Jackson Benson writes that how a writer transforms biographical events into art is more important than looking for connections between Hemingway's life and his fiction. He believes autobiographical events may have a "very tenuous relationship" with the fiction similar to a dream from which a drama emerges. Hemingway's later fiction, Benson writes "is like an adolescent day-dream in which he acts out infatuation and consummation, as in Across the River." Meyers agrees that parallels exist between Hemingway and Colonel Cantwell, but he sees more similarities with Hemingway's friend of many decades "Chink" Dorman-Smith, whose military career was undermined causing his demotion. Benson believes Hemingway used autobiographical details to work as framing devices to write about life in general—not only about his life. For example, Benson postulates that Hemingway used his experiences and drew them out further with "what if" scenarios: "what if I were wounded in such a way that I could not sleep at night?

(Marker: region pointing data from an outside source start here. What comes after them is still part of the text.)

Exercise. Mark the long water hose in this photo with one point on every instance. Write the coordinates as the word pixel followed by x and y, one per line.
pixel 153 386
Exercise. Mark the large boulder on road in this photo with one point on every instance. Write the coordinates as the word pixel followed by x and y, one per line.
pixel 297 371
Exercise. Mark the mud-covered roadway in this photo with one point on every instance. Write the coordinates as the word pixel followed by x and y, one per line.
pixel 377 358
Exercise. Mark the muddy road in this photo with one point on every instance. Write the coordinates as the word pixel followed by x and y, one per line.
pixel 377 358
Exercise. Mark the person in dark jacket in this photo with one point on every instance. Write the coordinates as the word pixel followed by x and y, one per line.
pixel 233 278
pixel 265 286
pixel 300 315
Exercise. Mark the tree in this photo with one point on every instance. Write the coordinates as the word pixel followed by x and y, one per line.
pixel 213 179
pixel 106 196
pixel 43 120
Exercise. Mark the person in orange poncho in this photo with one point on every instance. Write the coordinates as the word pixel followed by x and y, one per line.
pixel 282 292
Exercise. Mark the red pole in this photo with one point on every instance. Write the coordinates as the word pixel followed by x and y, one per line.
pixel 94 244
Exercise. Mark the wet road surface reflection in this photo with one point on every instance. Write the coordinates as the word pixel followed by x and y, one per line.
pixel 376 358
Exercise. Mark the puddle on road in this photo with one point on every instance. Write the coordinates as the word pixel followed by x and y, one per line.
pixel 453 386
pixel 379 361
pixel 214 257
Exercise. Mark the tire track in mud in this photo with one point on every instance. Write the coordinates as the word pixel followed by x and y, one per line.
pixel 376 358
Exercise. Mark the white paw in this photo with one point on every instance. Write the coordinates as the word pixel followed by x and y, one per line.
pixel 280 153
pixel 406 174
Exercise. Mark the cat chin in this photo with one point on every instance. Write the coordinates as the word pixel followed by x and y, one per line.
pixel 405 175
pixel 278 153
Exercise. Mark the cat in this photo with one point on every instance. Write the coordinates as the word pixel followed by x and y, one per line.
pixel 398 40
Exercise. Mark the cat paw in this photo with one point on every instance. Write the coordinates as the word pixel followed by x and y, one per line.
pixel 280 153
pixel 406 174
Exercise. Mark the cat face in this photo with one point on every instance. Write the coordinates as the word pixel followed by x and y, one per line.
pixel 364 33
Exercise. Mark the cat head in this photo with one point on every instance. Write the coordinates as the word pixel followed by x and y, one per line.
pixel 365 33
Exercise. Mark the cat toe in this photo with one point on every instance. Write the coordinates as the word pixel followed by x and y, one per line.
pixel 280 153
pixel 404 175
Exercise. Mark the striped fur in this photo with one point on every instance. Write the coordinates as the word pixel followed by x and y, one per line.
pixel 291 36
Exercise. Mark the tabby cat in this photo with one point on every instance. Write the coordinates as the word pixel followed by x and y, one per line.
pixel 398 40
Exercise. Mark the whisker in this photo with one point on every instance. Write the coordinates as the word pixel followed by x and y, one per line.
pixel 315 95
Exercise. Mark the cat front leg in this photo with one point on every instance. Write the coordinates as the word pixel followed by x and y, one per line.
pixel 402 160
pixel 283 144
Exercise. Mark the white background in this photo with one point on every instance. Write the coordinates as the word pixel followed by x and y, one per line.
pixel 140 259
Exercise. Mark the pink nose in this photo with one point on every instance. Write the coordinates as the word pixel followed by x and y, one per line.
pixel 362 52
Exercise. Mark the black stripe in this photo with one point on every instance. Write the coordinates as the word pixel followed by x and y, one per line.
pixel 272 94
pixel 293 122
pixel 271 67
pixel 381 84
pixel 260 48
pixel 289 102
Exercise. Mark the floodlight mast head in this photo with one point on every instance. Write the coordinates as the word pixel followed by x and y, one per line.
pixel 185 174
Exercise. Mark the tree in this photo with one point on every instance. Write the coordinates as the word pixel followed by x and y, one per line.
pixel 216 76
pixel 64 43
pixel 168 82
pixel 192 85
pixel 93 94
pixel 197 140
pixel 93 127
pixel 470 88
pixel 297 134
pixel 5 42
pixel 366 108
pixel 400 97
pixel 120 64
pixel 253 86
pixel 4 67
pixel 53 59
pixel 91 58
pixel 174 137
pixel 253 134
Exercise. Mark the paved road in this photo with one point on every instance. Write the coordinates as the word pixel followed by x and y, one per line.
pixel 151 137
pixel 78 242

What if I were wounded and made crazy, what would happen if I were sent back to the front?" For example, he describes Hemingway's experiences in the World War II battle of the Battle of Hürtgen Forest succinctly as "Passchendaele with tree bursts."

Hemingway himself stated that Cantwell was based on three men: close friend and mercenary Charles Sweeny, American officer "Buck" Lanham, and most importantly, himself.

==Reception==
John O'Hara wrote in The New York Times; "The most important author living today, the outstanding author since the death of Shakespeare, has brought out a new novel. The title of the novel is Across the River and into the Trees. The author, of course, is Ernest Hemingway, the most important, the outstanding author out of the millions of writers who have lived since 1616." Tennessee Williams, in The New York Times, wrote: "I could not go to Venice, now, without hearing the haunted cadences of Hemingway's new novel. It is the saddest novel in the world about the saddest city, and when I say I think it is the best and most honest work that Hemingway has done, you may think me crazy. It will probably be a popular book. The critics may treat it pretty roughly. But its hauntingly tired cadences are the direct speech of a man's heart who is speaking that directly for the first time, and that makes it, for me, the finest thing Hemingway has done."

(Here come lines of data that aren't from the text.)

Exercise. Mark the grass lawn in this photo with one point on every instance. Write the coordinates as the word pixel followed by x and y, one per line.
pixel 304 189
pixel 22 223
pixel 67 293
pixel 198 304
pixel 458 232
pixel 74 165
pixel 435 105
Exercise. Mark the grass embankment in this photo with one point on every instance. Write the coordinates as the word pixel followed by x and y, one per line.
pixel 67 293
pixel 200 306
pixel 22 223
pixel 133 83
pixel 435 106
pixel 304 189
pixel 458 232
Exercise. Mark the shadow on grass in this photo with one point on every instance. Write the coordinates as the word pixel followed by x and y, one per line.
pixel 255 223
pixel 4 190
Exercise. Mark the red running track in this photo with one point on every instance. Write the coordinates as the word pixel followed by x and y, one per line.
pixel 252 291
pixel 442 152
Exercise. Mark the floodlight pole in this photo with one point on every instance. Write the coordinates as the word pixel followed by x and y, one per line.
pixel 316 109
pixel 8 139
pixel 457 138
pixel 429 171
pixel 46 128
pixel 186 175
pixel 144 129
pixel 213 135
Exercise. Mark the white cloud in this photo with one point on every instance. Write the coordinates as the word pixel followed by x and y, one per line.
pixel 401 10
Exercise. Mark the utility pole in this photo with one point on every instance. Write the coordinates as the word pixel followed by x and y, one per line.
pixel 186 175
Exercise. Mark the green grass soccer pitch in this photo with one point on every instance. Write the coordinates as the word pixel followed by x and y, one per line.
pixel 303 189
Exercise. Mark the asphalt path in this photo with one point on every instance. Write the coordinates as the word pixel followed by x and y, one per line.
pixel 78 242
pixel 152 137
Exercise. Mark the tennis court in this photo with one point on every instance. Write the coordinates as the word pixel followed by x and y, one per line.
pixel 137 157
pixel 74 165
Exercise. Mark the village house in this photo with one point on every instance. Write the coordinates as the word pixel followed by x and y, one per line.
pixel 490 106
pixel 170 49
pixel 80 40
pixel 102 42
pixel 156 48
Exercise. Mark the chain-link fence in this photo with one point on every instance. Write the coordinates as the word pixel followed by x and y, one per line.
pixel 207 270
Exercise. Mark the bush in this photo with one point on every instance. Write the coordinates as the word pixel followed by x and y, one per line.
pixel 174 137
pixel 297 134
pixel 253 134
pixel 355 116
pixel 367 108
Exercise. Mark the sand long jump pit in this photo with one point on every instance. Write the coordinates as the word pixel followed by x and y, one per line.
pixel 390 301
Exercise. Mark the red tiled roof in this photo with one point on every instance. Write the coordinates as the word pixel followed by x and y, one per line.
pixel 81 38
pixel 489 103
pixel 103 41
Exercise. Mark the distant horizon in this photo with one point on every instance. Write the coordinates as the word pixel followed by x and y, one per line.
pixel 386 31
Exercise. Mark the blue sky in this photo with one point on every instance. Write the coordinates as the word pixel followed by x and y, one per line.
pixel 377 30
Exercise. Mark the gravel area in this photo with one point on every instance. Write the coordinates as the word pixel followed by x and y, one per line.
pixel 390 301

Williams and O'Hara were among the very few positive contemporary reviews, while negative reviews appeared in more than 150 publications. Critics claimed the novel was too emotional, had inferior prose and a "static plot", and that Cantwell was an "avatar" for Hemingway's character Nick Adams. The novel was also criticized for being an unsuitable autobiography, and for presenting Cantwell as a bitter soldier.

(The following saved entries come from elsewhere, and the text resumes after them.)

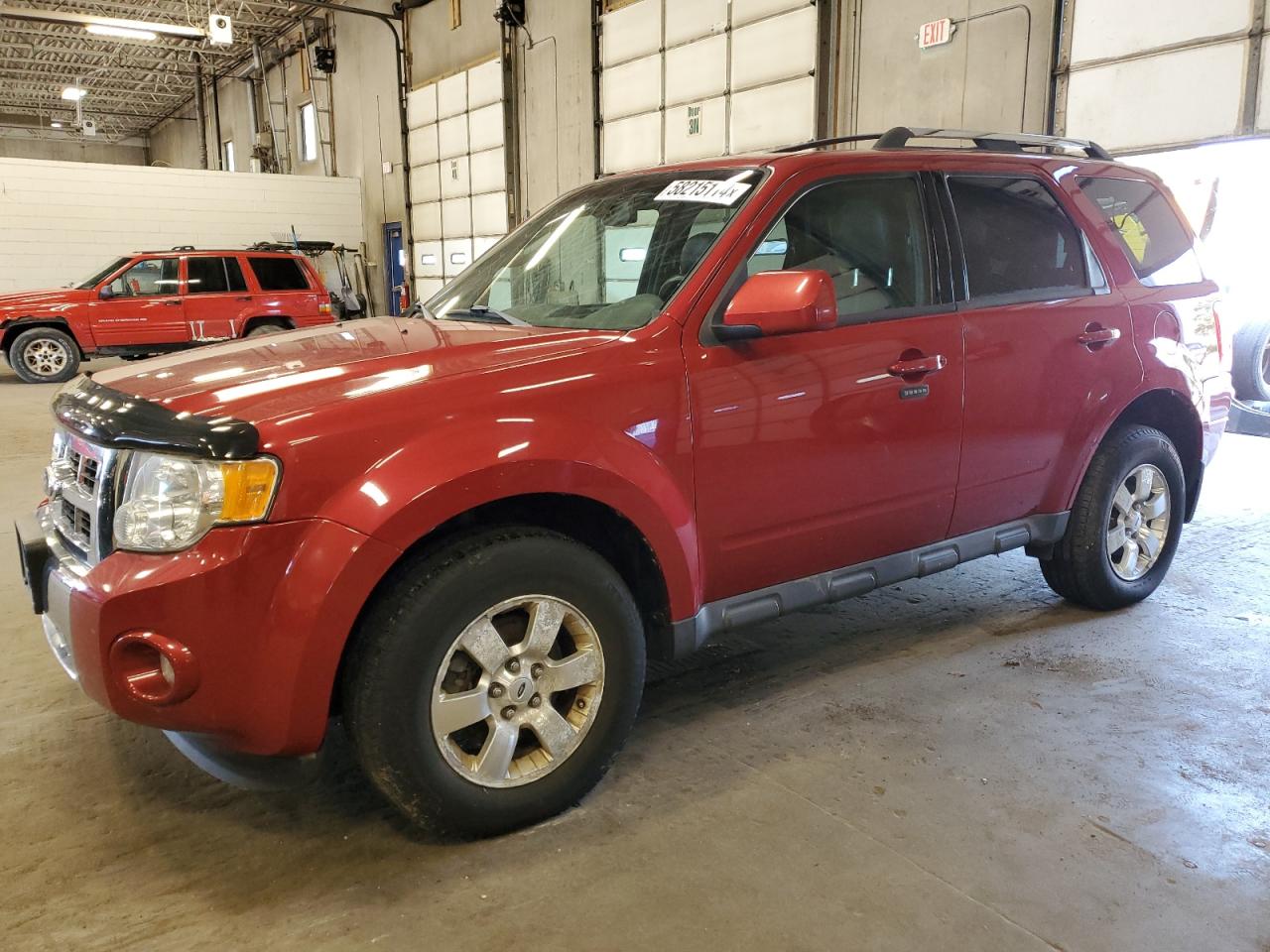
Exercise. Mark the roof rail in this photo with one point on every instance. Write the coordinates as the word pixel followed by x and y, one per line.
pixel 898 137
pixel 834 141
pixel 994 141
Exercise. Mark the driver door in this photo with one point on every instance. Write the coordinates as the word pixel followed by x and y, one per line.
pixel 141 304
pixel 810 452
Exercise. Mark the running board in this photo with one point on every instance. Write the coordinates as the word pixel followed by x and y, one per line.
pixel 835 584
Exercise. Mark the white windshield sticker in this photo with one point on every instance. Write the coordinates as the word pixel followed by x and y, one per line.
pixel 702 190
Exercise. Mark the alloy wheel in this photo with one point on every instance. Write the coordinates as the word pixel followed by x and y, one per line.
pixel 45 357
pixel 518 690
pixel 1138 526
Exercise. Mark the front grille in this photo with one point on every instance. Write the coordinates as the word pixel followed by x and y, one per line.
pixel 80 497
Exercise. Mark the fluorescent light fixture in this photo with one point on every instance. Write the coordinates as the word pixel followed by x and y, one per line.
pixel 102 30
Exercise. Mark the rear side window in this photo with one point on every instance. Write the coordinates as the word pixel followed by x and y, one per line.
pixel 1156 241
pixel 1017 240
pixel 211 276
pixel 278 273
pixel 869 234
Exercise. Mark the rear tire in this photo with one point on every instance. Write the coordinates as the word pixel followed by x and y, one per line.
pixel 1125 525
pixel 417 652
pixel 259 330
pixel 45 356
pixel 1251 362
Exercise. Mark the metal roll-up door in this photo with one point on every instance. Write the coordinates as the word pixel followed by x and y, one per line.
pixel 694 80
pixel 1143 75
pixel 458 173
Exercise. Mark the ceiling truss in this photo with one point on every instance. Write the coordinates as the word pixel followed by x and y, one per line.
pixel 132 85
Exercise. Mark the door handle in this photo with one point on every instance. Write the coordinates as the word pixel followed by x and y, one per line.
pixel 917 366
pixel 1096 336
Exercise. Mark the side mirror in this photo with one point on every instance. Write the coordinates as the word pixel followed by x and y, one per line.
pixel 771 303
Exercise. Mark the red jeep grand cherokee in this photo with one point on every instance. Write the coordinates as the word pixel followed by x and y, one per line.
pixel 674 403
pixel 158 301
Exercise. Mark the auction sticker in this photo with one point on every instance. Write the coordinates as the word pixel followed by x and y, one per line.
pixel 712 190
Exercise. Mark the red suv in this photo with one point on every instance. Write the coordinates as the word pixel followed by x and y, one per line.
pixel 674 403
pixel 158 301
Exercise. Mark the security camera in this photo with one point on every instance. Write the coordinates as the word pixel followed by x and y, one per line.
pixel 220 30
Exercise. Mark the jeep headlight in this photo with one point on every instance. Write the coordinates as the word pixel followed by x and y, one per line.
pixel 171 502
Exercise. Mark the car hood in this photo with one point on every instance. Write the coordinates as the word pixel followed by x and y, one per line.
pixel 46 298
pixel 284 373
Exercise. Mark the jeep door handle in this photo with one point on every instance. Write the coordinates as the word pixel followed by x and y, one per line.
pixel 1097 336
pixel 919 366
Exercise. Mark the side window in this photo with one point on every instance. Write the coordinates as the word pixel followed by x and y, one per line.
pixel 867 234
pixel 211 276
pixel 151 277
pixel 278 273
pixel 1157 244
pixel 1017 240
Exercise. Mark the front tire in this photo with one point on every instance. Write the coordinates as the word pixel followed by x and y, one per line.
pixel 45 356
pixel 1125 525
pixel 493 682
pixel 1250 368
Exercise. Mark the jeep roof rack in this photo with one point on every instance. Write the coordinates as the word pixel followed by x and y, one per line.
pixel 899 136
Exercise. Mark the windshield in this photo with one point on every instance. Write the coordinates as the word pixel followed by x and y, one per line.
pixel 87 284
pixel 608 255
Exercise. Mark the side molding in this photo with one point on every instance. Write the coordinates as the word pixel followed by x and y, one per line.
pixel 837 584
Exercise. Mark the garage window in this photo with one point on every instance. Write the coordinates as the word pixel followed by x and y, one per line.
pixel 1147 229
pixel 1016 239
pixel 278 273
pixel 212 276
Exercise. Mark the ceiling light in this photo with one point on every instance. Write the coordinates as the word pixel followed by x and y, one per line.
pixel 121 32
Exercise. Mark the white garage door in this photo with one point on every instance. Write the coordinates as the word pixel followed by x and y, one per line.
pixel 691 80
pixel 1142 75
pixel 457 173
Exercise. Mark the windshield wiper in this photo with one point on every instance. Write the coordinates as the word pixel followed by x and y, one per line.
pixel 480 312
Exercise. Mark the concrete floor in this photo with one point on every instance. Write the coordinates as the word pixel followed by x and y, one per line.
pixel 960 763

Sure they can say anything about nothing happening in Across the River, all that happens is the defense of the lower Piave, the breakthrough in Normandy, the taking of Paris ... plus a man who loves a girl and dies.
— Ernest Hemingway about critical reception to
Across the River and into the Trees.

According to Hemingway biographer Carlos Baker, Hemingway was "deeply wounded by the negative reviews" of this novel. Furthermore, Baker explains Hemingway was unaware that those close to him agreed with the majority of critics. For example, his wife Mary, who disapproved of Across the River and into the Trees, said: "I kept my mouth shut. Nobody had appointed me my husband's editor."

Later literary scholars consider the novel better than the contemporary reception. Baker compares it to Shakespeare's Winter's Tale, or The Tempest: not a major work, but one with an "elegiac" tone. Literary biographer Jeffrey Meyers believes the novel shows a new "confessional mode" in Hemingway's work, and that it "would have been hailed as more impressive if it had been written by anyone but Hemingway." Critic Ben Stoltzfus agrees, and he believes Hemingway's structure is more comprehensible for the modern reader—exposed to the Nouveau roman—than for those of the mid-20th century.

==Film adaptation==

In 2016, it was announced that a feature film based upon the novel was being developed with producers Kirstin Roegner and John Smallcombe. Filming started in Venice, Italy on December 9, 2020, with Liev Schreiber in the lead role and Paula Ortiz directing. The film debuted at the Sun Valley Film Festival on March 30, 2022.